In its review (20 November 1964) of IND 1161, Pantopaque 15%, DTE recommended that acute toxicity tests be performed in either the rabbit or dog using single administration of iophendylate or the 1:1 mixture have been performed by workers at the Neurological Institute (New York). (sic) These investigators examined the cerebrospinal fluid and histologic sections of the cerebrospinal axis.

"The test however, needs repeating since the dosage level (approximated at 0.1 ml. or gm/kg) was within the human therapeutic range (2-5 ml)(*bold added for emphasis) and did not approach toxicity or lethality. Further, the number of animals used (only 2 autopsies) was too small for a valid evaluation. Some attention should be devoted by the applicant to the development of a hypersensitivity towards the drug. A suggested test is the intrathecal administration of the drug to dogs with a subsequent challenge 2-3 weeks later.

The application is considered incomplete."

October 21, 1964, from a memo to the NDA record by W. Gyarfas, MD.

"Mr. Mintener, without an appointment, visited the FDA offices to inquire about the status of NDA 16-377 and to resubmit information from the Neurological Toxicity Studies (*information that had been previously submitted by Lafayette within both the IND and the NDA). He also inquired of Dr. Gyarfas what would be required for Lafayette to answer the agency's letter of October 11, 1966 that had again requested the submission of an over-due progress report of the status of the clinical studies.

The inadequacies of the NDA were reviewed with Mr. Mintener, who seemed unprepared to discuss the issues, and Mr. Mintener kept making references to "Julius" and "old timers". Mr. Mintener indicated that he would inform his client Lafayette Pharmacal how to bring their IND up-to-date and recommend that they complete their NDA."

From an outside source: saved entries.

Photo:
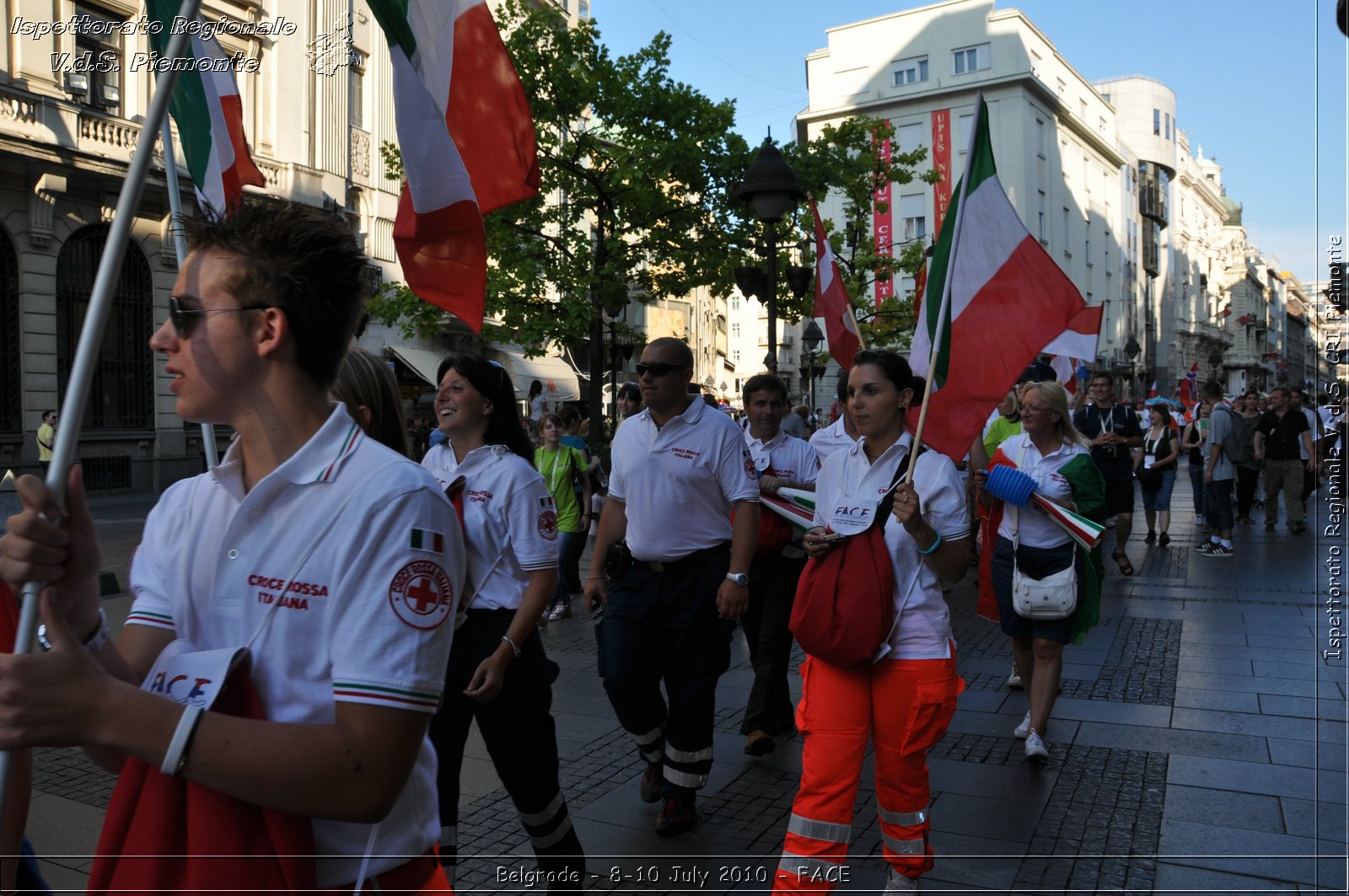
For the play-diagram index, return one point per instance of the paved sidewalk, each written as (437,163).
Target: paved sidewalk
(1198,743)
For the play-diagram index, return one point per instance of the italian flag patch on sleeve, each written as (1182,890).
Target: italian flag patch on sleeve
(427,540)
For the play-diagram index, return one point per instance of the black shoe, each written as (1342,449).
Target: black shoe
(652,781)
(678,815)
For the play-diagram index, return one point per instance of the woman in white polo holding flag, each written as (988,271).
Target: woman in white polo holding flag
(1056,458)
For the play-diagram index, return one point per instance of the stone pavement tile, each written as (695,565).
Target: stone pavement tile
(1227,666)
(1248,811)
(1229,700)
(1309,818)
(1244,723)
(1302,707)
(1234,850)
(985,817)
(1308,754)
(1175,880)
(1018,783)
(1252,684)
(1174,741)
(975,862)
(1247,777)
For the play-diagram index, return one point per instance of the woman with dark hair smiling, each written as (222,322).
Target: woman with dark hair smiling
(498,673)
(904,700)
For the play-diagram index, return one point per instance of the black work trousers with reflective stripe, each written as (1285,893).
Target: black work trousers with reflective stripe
(772,591)
(519,736)
(663,628)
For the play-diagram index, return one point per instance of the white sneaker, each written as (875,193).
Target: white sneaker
(897,883)
(1035,749)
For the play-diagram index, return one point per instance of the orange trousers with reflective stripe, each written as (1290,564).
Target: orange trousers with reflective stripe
(904,707)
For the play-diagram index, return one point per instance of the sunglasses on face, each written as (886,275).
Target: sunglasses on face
(658,368)
(185,320)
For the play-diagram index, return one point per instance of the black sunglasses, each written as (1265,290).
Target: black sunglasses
(658,368)
(185,320)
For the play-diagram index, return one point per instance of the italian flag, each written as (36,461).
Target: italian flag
(993,301)
(467,139)
(209,116)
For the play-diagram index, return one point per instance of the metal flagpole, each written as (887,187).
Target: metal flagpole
(946,283)
(180,243)
(92,332)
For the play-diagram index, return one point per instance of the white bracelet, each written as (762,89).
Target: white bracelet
(175,757)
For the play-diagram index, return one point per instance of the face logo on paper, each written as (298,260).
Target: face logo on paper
(422,594)
(548,523)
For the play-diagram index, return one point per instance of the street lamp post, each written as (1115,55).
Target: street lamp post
(771,188)
(811,341)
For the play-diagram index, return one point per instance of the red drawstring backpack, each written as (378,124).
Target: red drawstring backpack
(845,605)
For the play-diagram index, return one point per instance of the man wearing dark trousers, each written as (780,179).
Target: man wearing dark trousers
(680,575)
(782,462)
(1113,431)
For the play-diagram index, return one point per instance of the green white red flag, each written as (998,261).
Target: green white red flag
(993,301)
(467,139)
(209,116)
(831,301)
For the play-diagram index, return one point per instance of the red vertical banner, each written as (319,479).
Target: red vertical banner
(883,228)
(942,165)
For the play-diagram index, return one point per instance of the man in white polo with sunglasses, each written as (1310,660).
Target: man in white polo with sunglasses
(332,559)
(680,469)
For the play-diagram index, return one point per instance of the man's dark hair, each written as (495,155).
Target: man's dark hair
(764,382)
(492,379)
(300,260)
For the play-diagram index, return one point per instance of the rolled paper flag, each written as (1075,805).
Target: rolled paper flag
(1011,485)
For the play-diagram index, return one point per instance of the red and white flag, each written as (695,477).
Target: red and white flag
(1007,301)
(831,301)
(467,139)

May 4, 1967, Dr. Gyarfas again recorded that he was visited, but this time by Mr. Bucke of Lafayette, who also visited the FDA offices without an appointment to ask questions regarding the application. Mr Bucke inquired about the ability to use foreign clinical investigators. He was informed that foreign investigators would also be required to sign FD Form 1573 and that their data would also be carefully evaluated by FDA.